JDK-8284045 : serviceability/sa/ClhsdbFindPC.java#xcomp-core is failing - sun.jvm.hotspot.debugger.UnalignedAddressException: 8baadbabe
  • Type: Bug
  • Component: hotspot
  • Sub-Component: svc-agent
  • Affected Version: 19,23
  • Priority: P4
  • Status: Open
  • Resolution: Unresolved
  • Submitted: 2022-03-30
  • Updated: 2024-06-29
The Version table provides details related to the release that this issue/RFE will be addressed.

Unresolved : Release in which this issue/RFE will be addressed.
Resolved: Release in which this issue/RFE has been resolved.
Fixed : Release in which this issue/RFE has been fixed. The release containing this fix may be available for download as an Early Access Release or a General Availability Release.

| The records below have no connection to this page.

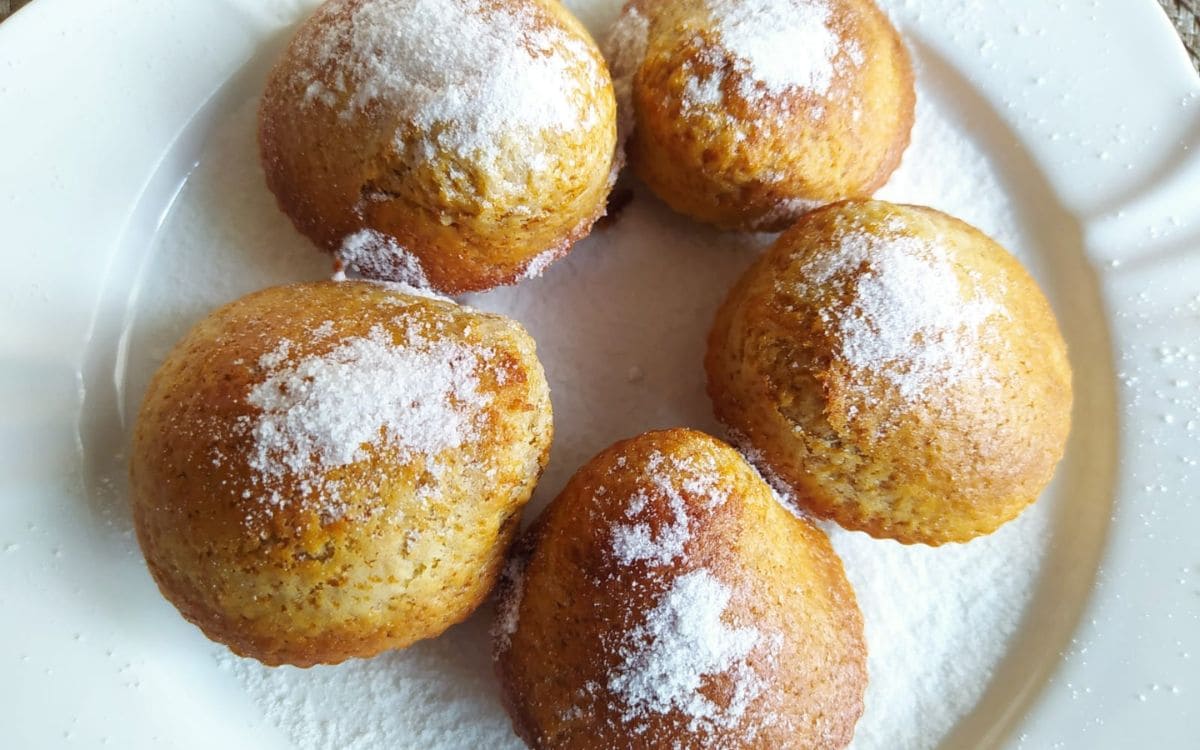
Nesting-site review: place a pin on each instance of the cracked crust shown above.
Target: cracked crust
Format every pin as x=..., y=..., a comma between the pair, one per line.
x=408, y=553
x=335, y=174
x=760, y=165
x=957, y=462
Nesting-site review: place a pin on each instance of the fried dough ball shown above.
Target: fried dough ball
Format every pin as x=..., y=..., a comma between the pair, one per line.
x=451, y=144
x=747, y=113
x=329, y=471
x=666, y=599
x=897, y=370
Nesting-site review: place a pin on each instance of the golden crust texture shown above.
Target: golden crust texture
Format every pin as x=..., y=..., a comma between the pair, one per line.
x=747, y=113
x=456, y=144
x=897, y=370
x=329, y=471
x=665, y=599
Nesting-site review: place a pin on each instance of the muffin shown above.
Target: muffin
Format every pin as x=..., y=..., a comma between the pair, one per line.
x=329, y=471
x=665, y=599
x=747, y=113
x=450, y=144
x=897, y=370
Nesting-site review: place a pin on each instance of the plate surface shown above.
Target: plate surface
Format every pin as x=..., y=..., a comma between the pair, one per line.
x=137, y=207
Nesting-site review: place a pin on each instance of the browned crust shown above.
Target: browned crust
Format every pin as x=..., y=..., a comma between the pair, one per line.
x=577, y=601
x=952, y=468
x=322, y=168
x=700, y=167
x=291, y=585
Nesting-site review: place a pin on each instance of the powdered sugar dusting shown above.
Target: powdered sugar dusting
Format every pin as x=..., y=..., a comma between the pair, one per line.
x=909, y=321
x=509, y=605
x=667, y=477
x=323, y=412
x=538, y=265
x=780, y=45
x=665, y=660
x=379, y=256
x=466, y=72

To download the current JDK release, click here.
Other
tbdUnresolved
Related Reports
Relates :  
Relates :  
Description
Right at the start of the test it fails:

Opening core file, please wait...
hsdb> hsdb> + verbose true
hsdb> + jstack -v
Deadlock Detection:

No deadlocks found.

"hsdb> + quit
sun.jvm.hotspot.debugger.UnalignedAddressException: 8baadbabe
	at jdk.hotspot.agent/sun.jvm.hotspot.debugger.windbg.WindbgDebuggerLocal$1.checkAlignment(WindbgDebuggerLocal.java:106)
	at jdk.hotspot.agent/sun.jvm.hotspot.debugger.DebuggerBase.readCInteger(DebuggerBase.java:357)
	at jdk.hotspot.agent/sun.jvm.hotspot.debugger.DebuggerBase.readAddressValue(DebuggerBase.java:462)
	at jdk.hotspot.agent/sun.jvm.hotspot.debugger.windbg.WindbgDebuggerLocal.readAddress(WindbgDebuggerLocal.java:312)
	at jdk.hotspot.agent/sun.jvm.hotspot.debugger.windbg.WindbgAddress.getAddressAt(WindbgAddress.java:71)
	at jdk.hotspot.agent/sun.jvm.hotspot.types.basic.BasicTypeDataBase.findDynamicTypeForAddress(BasicTypeDataBase.java:238)
	at jdk.hotspot.agent/sun.jvm.hotspot.runtime.VirtualBaseConstructor.instantiateWrapperFor(VirtualBaseConstructor.java:104)
	at jdk.hotspot.agent/sun.jvm.hotspot.oops.Metadata.instantiateWrapperFor(Metadata.java:77)
	at jdk.hotspot.agent/sun.jvm.hotspot.oops.Oop.getKlassForOopHandle(Oop.java:212)
	at jdk.hotspot.agent/sun.jvm.hotspot.oops.ObjectHeap.newOop(ObjectHeap.java:181)
	at jdk.hotspot.agent/sun.jvm.hotspot.oops.VMOopHandle.resolve(VMOopHandle.java:61)
	at jdk.hotspot.agent/sun.jvm.hotspot.runtime.JavaThread.getThreadObj(JavaThread.java:355)
	at jdk.hotspot.agent/sun.jvm.hotspot.runtime.JavaThread.getCurrentParkBlocker(JavaThread.java:407)
	at jdk.hotspot.agent/sun.jvm.hotspot.runtime.DeadlockDetector.print(DeadlockDetector.java:80)
	at jdk.hotspot.agent/sun.jvm.hotspot.runtime.DeadlockDetector.print(DeadlockDetector.java:39)
	at jdk.hotspot.agent/sun.jvm.hotspot.tools.StackTrace.run(StackTrace.java:62)
	at jdk.hotspot.agent/sun.jvm.hotspot.CommandProcessor$27.doit(CommandProcessor.java:1153)
	at jdk.hotspot.agent/sun.jvm.hotspot.CommandProcessor.executeCommand(CommandProcessor.java:2212)
	at jdk.hotspot.agent/sun.jvm.hotspot.CommandProcessor.executeCommand(CommandProcessor.java:2182)
	at jdk.hotspot.agent/sun.jvm.hotspot.CommandProcessor.run(CommandProcessor.java:2053)
	at jdk.hotspot.agent/sun.jvm.hotspot.CLHSDB.run(CLHSDB.java:112)
	at jdk.hotspot.agent/sun.jvm.hotspot.CLHSDB.main(CLHSDB.java:44)
	at jdk.hotspot.agent/sun.jvm.hotspot.SALauncher.runCLHSDB(SALauncher.java:281)
	at jdk.hotspot.agent/sun.jvm.hotspot.SALauncher.main(SALauncher.java:500)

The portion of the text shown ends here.